In 1958, John Connell wrote a letter to this newspaper. He felt that Britain was getting louder, and asked if anyone else had noticed a general increase in noise around them. Sacks of mail came in, full of people in agreement. By 1960, Connell had successfully lobbied Parliament to introduce the Noise Abatement Act, classifying excess noise as a statutory nuisance for the first time ever.
Though Connell’s Noise Abatement Society continues its work to this day, Britain is getting louder. A 2025 survey from the Chartered Institute of Environmental Health found 54 percent of city dwellers thought their environments had become louder since 2020. Freedom of Information requests found there were 440,000 – 241 per day – noise complaints in London over the period, and 31,000 in Manchester, 14,000 in Hull and Portsmouth, and 13,900 in Leicester.
A normal conversation is around 70 decibels. This is the level of sound considered safe. Anything above that, whether it’s heavy traffic noise beside a road (85dB), music played at full volume through headphones (100dB), an emergency siren (110dB) or a jackhammer (130dB), can damage your hearing over time.
This matters, because according to the World Health Organisation, noise pollution is the second-biggest risk to global health (following air pollution). It estimates that in the European Union, around one in five people are exposed to unhealthy levels of road traffic noise. WHO research has found urban noise levels have increased by an average of 0.5 to one decibel per year over the past three decades, with the number of people exposed to harmful noise doubling in the past 30 years.
A 2023 report from the House of Lords Science and Technology Committee argued that noise pollution contributes to “a range of adverse health outcomes, including heart disease and premature death”, citing 2018 research that found “130,000 healthy life years were lost in the UK because of noise pollution”.

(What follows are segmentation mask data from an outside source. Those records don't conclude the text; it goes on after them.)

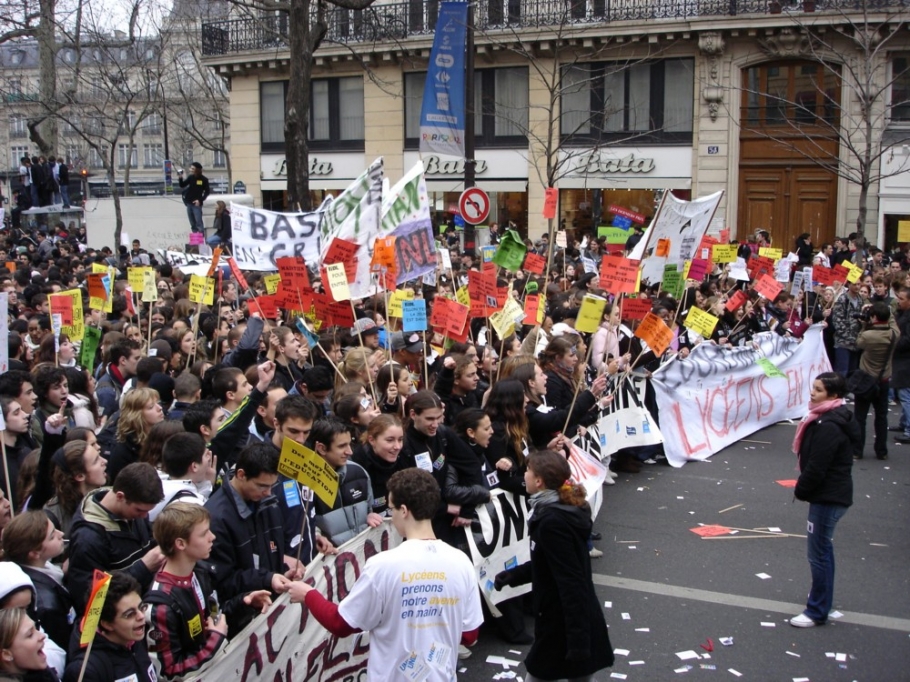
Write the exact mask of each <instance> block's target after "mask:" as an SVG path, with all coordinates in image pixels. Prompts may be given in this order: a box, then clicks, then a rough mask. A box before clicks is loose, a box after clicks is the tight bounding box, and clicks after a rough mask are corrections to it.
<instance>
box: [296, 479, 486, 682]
mask: <svg viewBox="0 0 910 682" xmlns="http://www.w3.org/2000/svg"><path fill="white" fill-rule="evenodd" d="M387 487H388V499H389V510H390V512H391V514H392V524H393V525H394V526H395V529H396V530H397V531H398V532H399V534H401V536H402V537H404V538H405V540H406V542H404V543H403V544H401V545H399V546H398V547H396V548H394V549H391V550H389V551H387V552H381V553H380V554H377V555H376V556H373V557H371V558H370V559H369V561H367V563H366V566H365V567H364V570H363V573H361V574H360V578H359V579H358V580H357V582H356V583H354V587H353V588H352V589H351V592H350V594H348V596H347V597H345V599H344V600H343V601H342V602H341V604H334V603H332V602H330V601H328V600H327V599H326V598H325V597H323V596H322V595H321V594H320V593H319V592H317V591H316V590H315V589H314V588H313V587H311V586H310V585H307V584H306V583H303V582H295V583H293V584H292V586H291V588H290V590H289V592H290V595H291V601H293V602H305V603H306V605H307V608H309V609H310V613H312V614H313V616H315V617H316V620H318V621H319V622H320V623H321V624H322V626H323V627H325V628H326V629H327V630H328V631H329V632H331V633H332V634H334V635H337V636H339V637H345V636H348V635H351V634H353V633H355V632H361V631H364V630H369V631H370V657H369V661H368V663H367V680H368V682H385V681H386V680H401V679H402V678H401V675H405V676H406V677H408V678H411V679H419V680H425V682H450V681H451V680H454V679H455V677H456V675H455V670H456V667H457V664H458V645H459V643H461V644H465V645H468V646H470V645H471V644H473V643H474V642H475V641H477V630H478V628H479V627H480V625H481V624H482V623H483V613H482V611H481V608H480V593H479V591H478V587H477V578H476V575H475V573H474V567H473V566H472V565H471V562H470V560H469V559H468V557H467V556H466V555H465V554H464V553H463V552H460V551H459V550H457V549H455V548H454V547H452V546H450V545H447V544H446V543H444V542H442V541H441V540H437V539H436V537H435V536H434V535H433V526H432V523H431V519H432V518H433V515H434V514H435V513H436V509H437V508H438V507H439V502H440V494H439V485H438V484H437V483H436V481H435V480H434V478H433V476H432V474H430V473H428V472H426V471H423V470H422V469H417V468H413V469H405V470H404V471H399V472H397V473H395V474H394V475H393V476H392V477H391V478H390V479H389V482H388V486H387Z"/></svg>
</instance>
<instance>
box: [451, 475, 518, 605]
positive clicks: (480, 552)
mask: <svg viewBox="0 0 910 682" xmlns="http://www.w3.org/2000/svg"><path fill="white" fill-rule="evenodd" d="M527 519H528V503H527V499H526V498H525V496H524V495H519V494H517V493H510V492H506V491H505V490H502V489H501V488H494V489H493V490H491V491H490V501H489V502H487V503H486V504H483V505H478V506H477V524H472V526H468V527H467V528H465V536H466V537H467V540H468V549H469V550H470V554H471V561H472V563H473V564H474V570H476V571H477V584H478V585H480V592H481V594H482V595H483V598H484V600H485V601H486V602H487V606H489V607H490V610H491V611H493V613H494V615H496V614H498V613H499V610H498V609H496V608H495V606H496V604H499V603H500V602H503V601H505V600H506V599H511V598H512V597H518V596H520V595H522V594H527V593H528V592H530V591H531V585H530V583H528V584H526V585H518V586H517V587H504V588H503V589H501V590H495V589H493V580H494V579H495V578H496V574H497V573H499V572H500V571H506V570H509V569H512V568H515V567H516V566H520V565H521V564H523V563H525V562H527V561H530V560H531V547H530V541H529V538H528V521H527ZM475 525H476V526H477V530H474V526H475Z"/></svg>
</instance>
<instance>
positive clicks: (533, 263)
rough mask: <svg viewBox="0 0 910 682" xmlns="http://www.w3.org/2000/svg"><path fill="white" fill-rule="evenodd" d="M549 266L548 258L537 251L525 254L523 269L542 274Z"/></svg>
mask: <svg viewBox="0 0 910 682" xmlns="http://www.w3.org/2000/svg"><path fill="white" fill-rule="evenodd" d="M546 267H547V259H546V258H544V257H543V256H541V255H538V254H536V253H528V254H527V255H526V256H525V262H524V266H523V269H524V270H526V271H527V272H533V273H534V274H535V275H542V274H543V271H544V268H546Z"/></svg>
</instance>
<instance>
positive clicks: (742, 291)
mask: <svg viewBox="0 0 910 682" xmlns="http://www.w3.org/2000/svg"><path fill="white" fill-rule="evenodd" d="M748 300H749V297H748V296H746V294H745V292H743V291H734V292H733V295H732V296H731V297H730V298H728V299H727V302H726V304H725V305H724V308H725V309H726V310H727V311H728V312H731V313H732V312H733V311H735V310H738V309H739V308H741V307H742V306H744V305H745V304H746V301H748Z"/></svg>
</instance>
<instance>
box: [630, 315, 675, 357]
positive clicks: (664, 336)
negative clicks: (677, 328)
mask: <svg viewBox="0 0 910 682" xmlns="http://www.w3.org/2000/svg"><path fill="white" fill-rule="evenodd" d="M635 336H637V337H638V338H640V339H641V340H642V341H644V342H645V343H646V344H648V347H649V348H650V349H651V350H652V351H653V352H654V354H655V355H663V354H664V351H666V350H667V348H669V347H670V342H671V341H672V340H673V330H672V329H670V328H669V327H668V326H667V324H666V322H664V321H663V320H662V319H660V318H659V317H658V316H657V315H655V314H654V313H648V314H647V315H646V316H645V319H643V320H642V321H641V324H640V325H638V329H636V330H635Z"/></svg>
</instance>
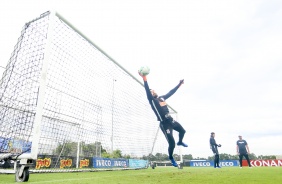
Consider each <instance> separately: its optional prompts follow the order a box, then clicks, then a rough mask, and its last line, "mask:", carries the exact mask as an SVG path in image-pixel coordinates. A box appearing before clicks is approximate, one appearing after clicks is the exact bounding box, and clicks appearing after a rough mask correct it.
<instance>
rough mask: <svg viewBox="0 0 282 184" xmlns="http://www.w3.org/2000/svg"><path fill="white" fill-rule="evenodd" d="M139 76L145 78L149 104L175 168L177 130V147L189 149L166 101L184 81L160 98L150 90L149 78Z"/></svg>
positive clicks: (179, 126)
mask: <svg viewBox="0 0 282 184" xmlns="http://www.w3.org/2000/svg"><path fill="white" fill-rule="evenodd" d="M139 75H140V76H141V77H142V78H143V81H144V87H145V90H146V94H147V99H148V100H149V103H150V105H151V107H152V109H153V111H154V113H155V114H156V116H157V119H158V121H159V122H160V128H161V130H162V132H163V133H164V135H165V137H166V139H167V142H168V145H169V146H168V157H169V159H170V161H171V164H172V165H173V166H174V167H177V166H178V164H177V163H176V162H175V160H174V158H173V152H174V148H175V140H174V137H173V134H172V131H173V130H176V131H177V132H179V141H178V143H177V145H178V146H184V147H188V145H187V144H185V143H183V142H182V140H183V137H184V134H185V132H186V131H185V130H184V128H183V127H182V126H181V125H180V124H179V123H178V122H177V121H175V120H174V119H173V118H172V117H171V116H170V114H169V109H168V107H167V104H166V101H165V100H166V99H168V98H169V97H170V96H171V95H173V94H174V93H175V92H176V91H177V89H178V88H179V87H180V86H181V85H182V84H183V83H184V80H181V81H180V82H179V84H178V85H177V86H176V87H175V88H173V89H172V90H170V91H169V92H168V93H167V94H166V95H163V96H158V94H157V93H156V92H155V91H154V90H150V88H149V85H148V82H147V77H146V76H145V75H142V74H141V73H139Z"/></svg>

Like many city dwellers, I’ve mostly reached the stage where I can just tune out the ambient hubbub of the traffic and crowds. Having grown up in rural Lancashire, where the loudest noises were owls in the tree outside my window and occasional boy racers speeding through the main road in my village, it was an adjustment.
Even if I’ve learned not to hear the noise, it’s still affecting me. According to the British Academy of Audiology, around one in six of us have some hearing loss – at least 4.4 million of those people being of working age – and that only gets worse as we age. It harms our health, too: hearing loss has been linked with diabetes, cardiovascular disease, anaemia, chronic kidney disease, rheumatoid arthritis, sleep apnea and balance problems. The mental health side is even more terrifying: hearing loss is the single greatest risk factor for developing dementia later in life.
It’s not just the rumbling of traffic or persistent chatter that affects us, either. The pings and bleeps that we fill our homes with, from doorbells to smartphone notifications, affect our health, too. But, short of wrapping my entire home in bubble wrap, what could I do to help make life less noisy?
How to dampen sound in your home
The first step to a quieter home is perhaps the most obvious: lots of soft furnishings.
Any hard finishes, from wooden floors to metal lampshades, will reverberate sound and simply bounce it around the room. In contrast, soft furnishings help absorb sound waves to quieten things down. I already own a sumptuous living room rug that helps, but could I do more?
“The effect is enhanced through the use of thicker, high-density rugs crafted from natural fibres such as wool,” explains Laylah Holmes, founder of interior design company Holmes Bespoke, which is regularly asked for help in designing quieter homes. “The deeper the pile, the better the sound absorption. We often specify larger, more sumptuous rugs to maintain a serene environment. Smaller runners work beautifully in hallways.”